Crucial ingredients.

  • Support from governing bodies (high priorities at the College of Natural Science at UOslo and the Physics and Astronomy department of Michigan State University)
  • Cooperation across departmental boundaries
  • Willingness by individuals to give priority to teaching reform

Consensus driven approach.

Implementation in Oslo: The C(omputing in)S(cience)E(Education) project

What we do.

  • Coordinated use of computational exercises and numerical tools in most undergraduate courses.
  • Help update the scientific staff's competence on computational aspects and give support (scientific, pedagogical and financial) to those who wish to revise their courses in a computational direction.
  • Teachers get good summer students to aid in introducing computational exercises
  • Develop courses and exercise modules with a computational perspective, both for students and teachers. New textbooks!!
  • Basic idea: mixture of mathematics, computation, informatics and topics from the physical sciences.

Interesting outcome: higher focus on teaching and pedagogical issues!!

Example of bachelor program, Physics and Astronomy (astro path), University of Oslo





Example: Computations from day one

Differentiation.

Three courses the first semester: MAT1100, MAT-INF1100 og INF1100.

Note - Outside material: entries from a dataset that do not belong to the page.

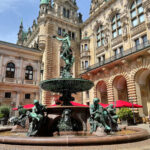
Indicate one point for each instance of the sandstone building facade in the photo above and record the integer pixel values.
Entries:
(111, 47)
(115, 51)
(19, 74)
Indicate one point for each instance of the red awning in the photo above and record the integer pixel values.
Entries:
(121, 103)
(73, 104)
(104, 105)
(28, 106)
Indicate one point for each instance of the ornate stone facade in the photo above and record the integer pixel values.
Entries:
(119, 67)
(113, 50)
(19, 74)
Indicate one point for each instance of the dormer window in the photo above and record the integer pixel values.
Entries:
(66, 13)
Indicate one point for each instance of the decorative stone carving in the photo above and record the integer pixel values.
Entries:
(124, 21)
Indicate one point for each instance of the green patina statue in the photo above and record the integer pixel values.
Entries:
(97, 117)
(112, 117)
(65, 123)
(66, 55)
(37, 118)
(21, 119)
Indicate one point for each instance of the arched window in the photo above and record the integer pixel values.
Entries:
(137, 13)
(10, 70)
(100, 36)
(116, 26)
(29, 73)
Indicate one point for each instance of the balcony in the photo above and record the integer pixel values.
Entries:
(28, 82)
(10, 80)
(128, 52)
(85, 53)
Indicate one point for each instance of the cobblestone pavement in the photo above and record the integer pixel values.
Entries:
(140, 145)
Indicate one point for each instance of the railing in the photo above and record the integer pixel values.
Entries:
(85, 53)
(130, 51)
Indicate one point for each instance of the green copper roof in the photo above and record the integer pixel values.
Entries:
(44, 2)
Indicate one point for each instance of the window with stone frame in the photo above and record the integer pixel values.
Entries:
(86, 64)
(137, 13)
(27, 96)
(8, 95)
(116, 26)
(118, 52)
(64, 12)
(59, 31)
(10, 70)
(100, 36)
(29, 73)
(101, 59)
(144, 39)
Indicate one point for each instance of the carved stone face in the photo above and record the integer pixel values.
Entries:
(96, 100)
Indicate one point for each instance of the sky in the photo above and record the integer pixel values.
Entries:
(13, 11)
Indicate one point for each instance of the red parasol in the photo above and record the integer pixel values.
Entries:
(28, 106)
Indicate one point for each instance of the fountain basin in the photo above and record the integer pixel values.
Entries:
(140, 134)
(73, 85)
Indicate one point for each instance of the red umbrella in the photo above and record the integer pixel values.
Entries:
(121, 103)
(104, 105)
(28, 106)
(73, 104)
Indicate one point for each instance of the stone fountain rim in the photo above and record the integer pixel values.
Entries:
(141, 134)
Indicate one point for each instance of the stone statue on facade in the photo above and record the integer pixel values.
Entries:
(66, 55)
(37, 118)
(97, 117)
(21, 120)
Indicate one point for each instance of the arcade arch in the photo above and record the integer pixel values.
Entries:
(142, 84)
(120, 88)
(101, 92)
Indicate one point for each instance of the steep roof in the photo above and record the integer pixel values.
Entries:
(44, 2)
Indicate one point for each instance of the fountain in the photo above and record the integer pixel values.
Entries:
(67, 124)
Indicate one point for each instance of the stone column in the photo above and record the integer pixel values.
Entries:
(20, 72)
(110, 94)
(1, 67)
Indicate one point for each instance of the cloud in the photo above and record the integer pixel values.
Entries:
(6, 5)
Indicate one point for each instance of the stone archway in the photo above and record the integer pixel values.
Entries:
(120, 88)
(101, 92)
(142, 84)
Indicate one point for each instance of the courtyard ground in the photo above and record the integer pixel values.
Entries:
(140, 145)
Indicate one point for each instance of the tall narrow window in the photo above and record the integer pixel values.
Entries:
(29, 73)
(116, 26)
(59, 31)
(64, 12)
(8, 95)
(144, 39)
(100, 36)
(86, 64)
(68, 14)
(86, 47)
(137, 13)
(10, 70)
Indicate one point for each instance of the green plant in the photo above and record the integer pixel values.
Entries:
(5, 110)
(1, 115)
(125, 114)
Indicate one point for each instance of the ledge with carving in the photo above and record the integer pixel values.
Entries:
(10, 80)
(100, 50)
(138, 29)
(117, 40)
(85, 53)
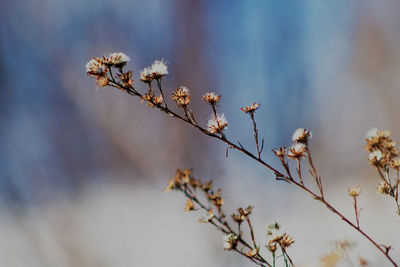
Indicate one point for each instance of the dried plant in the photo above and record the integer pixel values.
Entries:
(384, 157)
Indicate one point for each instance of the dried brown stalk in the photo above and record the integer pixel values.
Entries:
(285, 176)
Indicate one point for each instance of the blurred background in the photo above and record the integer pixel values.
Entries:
(82, 170)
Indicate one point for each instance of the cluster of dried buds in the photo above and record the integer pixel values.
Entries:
(278, 240)
(384, 156)
(99, 67)
(210, 200)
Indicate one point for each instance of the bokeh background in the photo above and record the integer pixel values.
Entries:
(82, 171)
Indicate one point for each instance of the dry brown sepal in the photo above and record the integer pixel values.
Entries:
(211, 98)
(250, 109)
(202, 196)
(384, 153)
(384, 160)
(181, 96)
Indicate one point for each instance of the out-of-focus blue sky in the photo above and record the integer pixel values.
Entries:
(330, 66)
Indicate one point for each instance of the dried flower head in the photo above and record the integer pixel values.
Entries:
(102, 80)
(181, 96)
(271, 247)
(239, 218)
(230, 241)
(159, 69)
(95, 67)
(280, 152)
(217, 124)
(146, 75)
(250, 109)
(376, 158)
(296, 151)
(301, 135)
(286, 241)
(383, 188)
(206, 186)
(117, 59)
(189, 206)
(211, 98)
(126, 78)
(355, 191)
(246, 212)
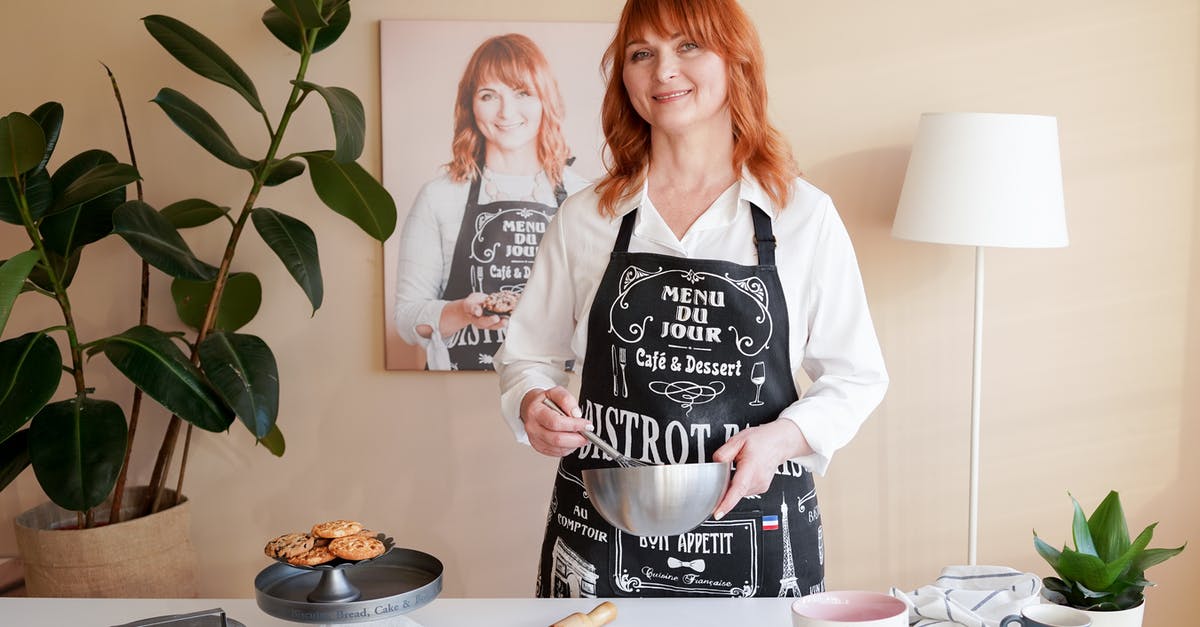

  • Definition of the derivative in MAT1100 (Calculus and analysis)

 
$$ f'(x)=\lim_{h \rightarrow 0}\frac{f(x+h)-f(x)}{h}. $$

 

  • Algorithms to compute the derivative in MAT-INF1100 (Mathematical modelling with computing)

 
$$ f'(x)= \frac{f(x+h)-f(x-h)}{2h}+O(h^2). $$

 

  • Implementation in Python in INF1100

def differentiate(f, x, h=1E-5):
     return (f(x+h) - f(x-h))/(2*h)

Example: Computations from day one

Differentiation and comparison with symbolic expressions.

Combined with the possibility of symbolic calculations with Sympy, Python offers an environment where students and teachers alike can test many different aspects of mathematics and numerical mathematics, in addition to being able to verify and validate their codes. The following simple example shows how to extend the simple function for computing the numerical derivative with the possibility of obtaining the closed form or analytical expression

def differentiate(f, x, h=1E-5, symbolic=False):
    if symbolic:
        import sympy
        return sympy.lambdify([x], sympy.diff(f, x))
    else:
        return (f(x+h) - f(x-h))/(2*h)

Other Examples

Integration by Trapezoidal Rule.

  • Definition of integration in MAT1100 (Calculus and analysis).
  • The algorithm for computing the integral vha the Trapezoidal rule for an interval \( x \in [a,b] \)

 
$$ \int_a^b(f(x) dx \approx \frac{1}{2}\left [f(a)+2f(a+h)+\dots+2f(b-h)+f(b)\right] $$

 

  • Taught in MAT-INF1100 (Mathematical modelling)
  • The algorithm is then implemented in INF1100 (programming course).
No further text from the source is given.